Последняя сказка

Посвящается памяти М.Ю. Горшенёва (Король и Шут)

Ровно двенадцать ударов старинных часов ознаменовали полночь. За окном мягко стелилась тьма, пронизываемая потоком призрачного света ночного светила, а в небольшой комнатке потрескивали догорающие поленья и несколько свечных огарков, мерцающее пламя которых озаряло фигуру дремавшего за столом человека.

Человек этот был отнюдь не стар, хотя и выглядел достаточно измождённым и каким-то осунувшимся. Тёмные, подёрнутые сединой волосы ниспадали на его лицо, точно оберегая чуткий сон и прогоняя дурные видения.

Неожиданно рука дремавшего соскользнула с полированной поверхности. Где-то вдалеке раздался волчий вой. Сильный порыв ветра ворвался в комнату, походившую больше на монашескую келью, и едва не потушил изрядно оплывшие свечи.

С трудом размыкая отяжелевшие веки и бормоча нечто нечленораздельное, мужчина откинул со лба пегие пряди и, пошатываясь, поднялся со стула. От предпринятых ли им усилий, или от чего бы то ни было ещё, но его сердце странно сжалось, и ему вдруг почудилось, что за ним кто-то наблюдает. Оглядевшись по сторонам, он, конечно же, никого не увидел, а тупая игла тем временем исчезла, покинув пределы его грудной клетки так стремительно, словно её там никогда и не было.

«Эгей! Ну что за детский лепет, брат?» — подумал он, хрипло посмеиваясь над собой и опираясь о каминную полку, напротив которой, чуть выше уровня глаз, всё так же тикали часы.

Из распахнутого настежь окна веяло живительной прохладой июльской ночи. Волчий вой растворился среди шелеста листвы, присвиста ветра и стрекота сверчков. Казалось бы, ничего более умиротворяющего быть не может, но на душе мужчины было как-то неспокойно. Ничем необъяснимая тревога заполоняла его существо без остатка.

— Ну что ж ты, Сказочник, томишься? — раздался откуда-то сзади неведомый голос, заставивший мужчину вздрогнуть всем телом.

— Кто здесь? — сипло спросил он, ловя себя на мысли, что всё это полный бред, что в комнате он совсем один, что разум его, вероятно, ещё не отошёл от сна.

— Не обманывай себя, глупец! Ты не хуже меня знаешь, что явь это, — язвительно и немного надменно молвил неведомый голос.

— Кто ты? — более резко вопросил Сказочник, запоздало понимая, что он не высказывал своих сомнений вслух.

— А ты разве не догадываешься? Ты ведь писал обо мне сегодня.

— Чушь!

— Минуту назад ты и меня считал чушью, точнее — моё присутствие... — теперь было ясно, что голос принадлежит женщине.

В комнате повисла тишина. Почти осязаемая, до удушающего омерзения вязкая тишина. Сказочник напряжённо всматривался в дверной косяк, где начинала прорисовываться смутная тень, между тем, как в его мыслях крутился сюжет незаконченной сказки, по которому Смерть пришла за грешным сатириком и того, возможно впервые за зрелые годы, одолевает страх. Стоит ли удивляться, что его настораживало то, как до странности похожи сюжет сказки и происходящее с ним в данный момент?

«Может, это всё-таки сон?» — в порыве отчаянной надежды подумалось ему, но в глубине души Сказочник чувствовал, что это не так.

— Не сон, — подтвердила женщина тихо. — Во сне сердечко ведь не колет... не сжимает, точно раскалёнными тисками.

— Ты... — начал он, но запнулся, стискивая зубы от вновь нахлынувшей щемящей боли в груди.

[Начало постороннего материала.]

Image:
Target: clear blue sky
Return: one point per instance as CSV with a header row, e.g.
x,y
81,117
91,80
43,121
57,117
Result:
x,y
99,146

— Да. Я — Смерть. Ты не ошибся, Сказочник, — равнодушно заметила женщина, выходя из тени. — Тебя удивляет мой облик? Ожидал почтенную старушку с косой наперевес?

Смерть рассмеялась, а мужчина вдруг осознал то, что так терзало его с того самого мига, как слуха достиг звук чуть хрипловатого голоса.

— Что же, отвечу на твой невысказанный вопрос, — молвила Смерть, отсмеявшись. — Для каждого я выгляжу так, как ему угодно. То есть, ты, мой дорогой Сказочник, видишь меня такой, какой хочешь видеть, и никак иначе.

Это было чистейшей воды правдой. Сказочник видел в Смерти образ той, которую любил в юности. Изумрудно-зелёные глаза, каштановые волны волос, яркий контур пухлых губ, изящная фигура, а главное — голос... Как же он мечтал услышать его снова! От его нежного перелива сердце мужчины сжалось в приступе уже иной боли.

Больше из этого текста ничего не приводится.